In the words of Russell Peters "Somebody's gonna get hurt..." :surprise:


----------



## mgmine (Jan 16, 2012)

Everything you have done so far is right and you can simply screw things together and call it a day. Since you are using 2x material you could use lag bolts but it sounds like the ones you have are strong enough. you could nail a cleat under each tread and you'll be extra safe with the screws but it isn't really necessary. Glue or any other adhesive would be a waste of time. It would hold the ladder side together but would do nothing for the downward pressure that will be put on it.

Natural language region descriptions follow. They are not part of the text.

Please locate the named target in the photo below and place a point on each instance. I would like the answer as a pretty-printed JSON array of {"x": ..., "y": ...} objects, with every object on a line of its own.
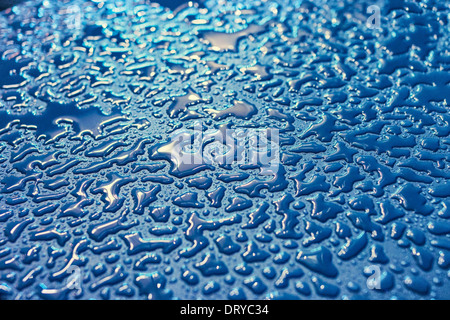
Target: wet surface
[{"x": 100, "y": 102}]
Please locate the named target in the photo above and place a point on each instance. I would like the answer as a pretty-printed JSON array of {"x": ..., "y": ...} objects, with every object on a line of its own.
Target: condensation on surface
[{"x": 95, "y": 204}]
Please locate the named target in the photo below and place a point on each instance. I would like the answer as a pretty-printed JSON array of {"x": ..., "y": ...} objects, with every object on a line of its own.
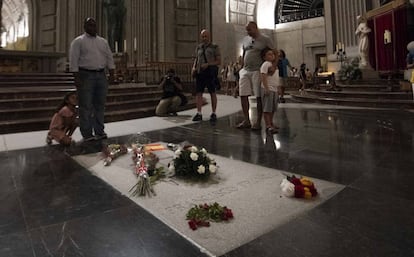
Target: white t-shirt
[{"x": 272, "y": 80}]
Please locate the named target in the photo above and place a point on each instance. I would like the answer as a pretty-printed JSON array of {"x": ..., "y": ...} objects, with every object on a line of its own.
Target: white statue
[{"x": 362, "y": 33}]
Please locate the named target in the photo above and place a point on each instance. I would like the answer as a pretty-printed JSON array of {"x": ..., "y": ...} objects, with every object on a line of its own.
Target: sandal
[
  {"x": 244, "y": 124},
  {"x": 256, "y": 127},
  {"x": 271, "y": 130}
]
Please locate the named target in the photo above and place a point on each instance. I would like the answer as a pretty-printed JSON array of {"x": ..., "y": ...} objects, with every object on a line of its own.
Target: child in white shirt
[{"x": 270, "y": 82}]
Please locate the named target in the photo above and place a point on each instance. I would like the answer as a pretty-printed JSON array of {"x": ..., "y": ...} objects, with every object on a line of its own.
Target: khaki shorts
[
  {"x": 282, "y": 82},
  {"x": 249, "y": 83}
]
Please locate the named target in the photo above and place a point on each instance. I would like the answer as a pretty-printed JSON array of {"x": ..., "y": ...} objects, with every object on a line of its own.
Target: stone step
[
  {"x": 28, "y": 108},
  {"x": 360, "y": 94},
  {"x": 42, "y": 122}
]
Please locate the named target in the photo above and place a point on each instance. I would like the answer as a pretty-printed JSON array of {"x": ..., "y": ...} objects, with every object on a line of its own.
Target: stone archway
[{"x": 15, "y": 24}]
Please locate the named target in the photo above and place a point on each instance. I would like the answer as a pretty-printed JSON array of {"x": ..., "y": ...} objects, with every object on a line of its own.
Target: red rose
[
  {"x": 192, "y": 224},
  {"x": 228, "y": 213},
  {"x": 296, "y": 182},
  {"x": 313, "y": 191}
]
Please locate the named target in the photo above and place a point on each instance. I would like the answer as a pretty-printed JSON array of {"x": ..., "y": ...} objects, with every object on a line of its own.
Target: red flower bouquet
[
  {"x": 298, "y": 187},
  {"x": 201, "y": 215}
]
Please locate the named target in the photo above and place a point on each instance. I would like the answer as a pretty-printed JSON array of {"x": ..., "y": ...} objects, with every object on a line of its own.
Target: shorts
[
  {"x": 283, "y": 82},
  {"x": 270, "y": 101},
  {"x": 207, "y": 78},
  {"x": 249, "y": 83}
]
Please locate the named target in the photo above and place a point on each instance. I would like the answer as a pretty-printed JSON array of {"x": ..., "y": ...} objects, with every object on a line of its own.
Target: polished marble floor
[{"x": 51, "y": 206}]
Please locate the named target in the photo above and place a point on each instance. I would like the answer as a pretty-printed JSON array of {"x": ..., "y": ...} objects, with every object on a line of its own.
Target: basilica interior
[{"x": 354, "y": 135}]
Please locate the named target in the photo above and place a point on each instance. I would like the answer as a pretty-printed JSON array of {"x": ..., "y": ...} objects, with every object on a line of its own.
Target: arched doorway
[{"x": 15, "y": 25}]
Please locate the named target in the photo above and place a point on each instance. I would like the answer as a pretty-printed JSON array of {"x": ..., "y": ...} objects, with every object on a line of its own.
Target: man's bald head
[
  {"x": 252, "y": 29},
  {"x": 205, "y": 36}
]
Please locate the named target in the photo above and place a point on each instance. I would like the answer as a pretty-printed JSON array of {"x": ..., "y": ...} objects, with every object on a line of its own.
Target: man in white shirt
[
  {"x": 89, "y": 56},
  {"x": 249, "y": 82}
]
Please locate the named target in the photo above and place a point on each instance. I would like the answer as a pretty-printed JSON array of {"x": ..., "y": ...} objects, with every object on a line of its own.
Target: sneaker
[
  {"x": 88, "y": 139},
  {"x": 48, "y": 140},
  {"x": 213, "y": 117},
  {"x": 256, "y": 127},
  {"x": 244, "y": 124},
  {"x": 99, "y": 137},
  {"x": 271, "y": 130},
  {"x": 198, "y": 117}
]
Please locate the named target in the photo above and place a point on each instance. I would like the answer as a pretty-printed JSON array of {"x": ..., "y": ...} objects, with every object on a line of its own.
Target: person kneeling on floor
[
  {"x": 172, "y": 97},
  {"x": 64, "y": 121}
]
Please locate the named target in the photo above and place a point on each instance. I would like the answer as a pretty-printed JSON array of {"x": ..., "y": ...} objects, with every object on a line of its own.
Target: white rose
[
  {"x": 212, "y": 168},
  {"x": 194, "y": 156},
  {"x": 177, "y": 153},
  {"x": 288, "y": 188},
  {"x": 201, "y": 169},
  {"x": 171, "y": 168}
]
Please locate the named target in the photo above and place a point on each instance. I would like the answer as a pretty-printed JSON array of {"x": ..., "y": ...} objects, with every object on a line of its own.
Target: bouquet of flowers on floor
[
  {"x": 145, "y": 168},
  {"x": 112, "y": 151},
  {"x": 191, "y": 161},
  {"x": 201, "y": 215},
  {"x": 302, "y": 187}
]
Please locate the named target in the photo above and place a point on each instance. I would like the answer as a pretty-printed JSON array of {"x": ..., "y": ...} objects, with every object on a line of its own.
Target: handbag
[
  {"x": 183, "y": 98},
  {"x": 412, "y": 77}
]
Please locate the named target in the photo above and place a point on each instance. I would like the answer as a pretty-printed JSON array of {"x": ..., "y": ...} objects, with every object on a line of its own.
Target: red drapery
[
  {"x": 385, "y": 57},
  {"x": 401, "y": 37},
  {"x": 391, "y": 56}
]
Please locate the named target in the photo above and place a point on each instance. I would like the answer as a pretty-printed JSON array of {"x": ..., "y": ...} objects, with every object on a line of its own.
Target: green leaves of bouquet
[{"x": 193, "y": 162}]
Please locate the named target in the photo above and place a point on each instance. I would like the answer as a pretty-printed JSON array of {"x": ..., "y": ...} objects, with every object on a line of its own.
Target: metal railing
[
  {"x": 152, "y": 72},
  {"x": 301, "y": 15}
]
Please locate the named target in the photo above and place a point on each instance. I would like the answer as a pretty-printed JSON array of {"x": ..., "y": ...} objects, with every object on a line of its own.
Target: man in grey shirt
[
  {"x": 249, "y": 82},
  {"x": 89, "y": 56}
]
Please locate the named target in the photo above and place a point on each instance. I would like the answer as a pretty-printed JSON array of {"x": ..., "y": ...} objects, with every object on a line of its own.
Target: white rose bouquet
[{"x": 191, "y": 161}]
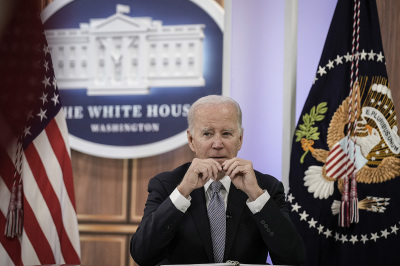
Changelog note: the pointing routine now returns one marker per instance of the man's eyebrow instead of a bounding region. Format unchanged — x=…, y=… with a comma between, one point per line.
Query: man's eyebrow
x=205, y=129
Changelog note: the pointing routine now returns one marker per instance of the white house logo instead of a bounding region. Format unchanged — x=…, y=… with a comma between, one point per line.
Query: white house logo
x=124, y=55
x=128, y=73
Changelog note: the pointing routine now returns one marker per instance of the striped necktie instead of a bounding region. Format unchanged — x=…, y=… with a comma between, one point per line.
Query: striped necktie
x=217, y=217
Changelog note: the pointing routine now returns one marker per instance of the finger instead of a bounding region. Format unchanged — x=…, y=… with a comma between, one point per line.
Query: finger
x=230, y=167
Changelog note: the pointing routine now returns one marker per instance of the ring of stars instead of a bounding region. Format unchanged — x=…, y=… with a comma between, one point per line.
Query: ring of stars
x=343, y=238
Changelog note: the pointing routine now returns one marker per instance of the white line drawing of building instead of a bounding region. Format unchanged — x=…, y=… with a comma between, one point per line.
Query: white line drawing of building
x=127, y=55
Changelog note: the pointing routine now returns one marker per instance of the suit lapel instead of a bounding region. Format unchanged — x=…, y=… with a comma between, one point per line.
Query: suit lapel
x=199, y=214
x=236, y=203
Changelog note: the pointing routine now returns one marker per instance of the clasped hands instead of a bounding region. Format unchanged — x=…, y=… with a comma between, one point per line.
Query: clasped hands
x=239, y=170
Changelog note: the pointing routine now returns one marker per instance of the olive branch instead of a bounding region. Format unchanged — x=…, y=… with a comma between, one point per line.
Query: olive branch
x=307, y=133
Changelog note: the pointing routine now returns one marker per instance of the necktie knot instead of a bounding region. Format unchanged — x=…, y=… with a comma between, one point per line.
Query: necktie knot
x=215, y=187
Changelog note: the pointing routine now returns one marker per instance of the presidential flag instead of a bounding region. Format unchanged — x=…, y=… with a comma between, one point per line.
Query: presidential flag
x=38, y=223
x=345, y=164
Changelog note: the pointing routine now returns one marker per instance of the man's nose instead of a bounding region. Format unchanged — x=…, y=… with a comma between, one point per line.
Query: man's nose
x=217, y=143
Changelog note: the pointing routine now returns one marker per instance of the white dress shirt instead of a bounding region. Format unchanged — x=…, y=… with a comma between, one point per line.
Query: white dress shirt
x=182, y=203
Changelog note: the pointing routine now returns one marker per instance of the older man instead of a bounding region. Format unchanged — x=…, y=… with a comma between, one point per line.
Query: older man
x=217, y=207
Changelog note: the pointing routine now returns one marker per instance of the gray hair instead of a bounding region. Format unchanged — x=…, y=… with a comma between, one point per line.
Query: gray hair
x=213, y=99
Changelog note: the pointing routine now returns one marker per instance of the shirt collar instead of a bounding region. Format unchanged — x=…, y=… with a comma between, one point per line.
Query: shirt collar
x=226, y=182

A simpler method would have been to nail 2x4 rungs to a set of 2x4 rails. As Joat suggested a step ladder might be the way to go. How often do you have to get up to a crawl space? When you do you either have to get a ladder to get up to the crawl space to get the ladder you built (which is going to be cumbersome trying to get it out through the opening) or you have to get the ladder you built ( which is going to be heavy) and bring it to the opening. In either case, you have to get a ladder so why not a step ladder unless, of course, this is a permanent set of stairs.


----------



## Stick486 (Jan 4, 2013)

DaninVan said:


> In the words of Russell Peters "Somebody's gonna get hurt..." :surprise:


or dead...


----------



## bryansong (Mar 4, 2015)

It’s nice to see this thread as I have been working on a loft ladder for my son’s garage. I cut dados for the steps.


----------



## jb9 (Nov 5, 2017)

Nice work bryansong. Here is some of my progress... I cut about a 5/16" housing into my stringers. I definitely agree with the folks who said my ladder is going to be heavy. It will most likely stay in my crawlspace. For folks who misunderstood, my apologies. A crawlspace is typically underneath the first floor and not an attic space. I think the heft and robustness of the assembly will help ensure it doesn't fall apart.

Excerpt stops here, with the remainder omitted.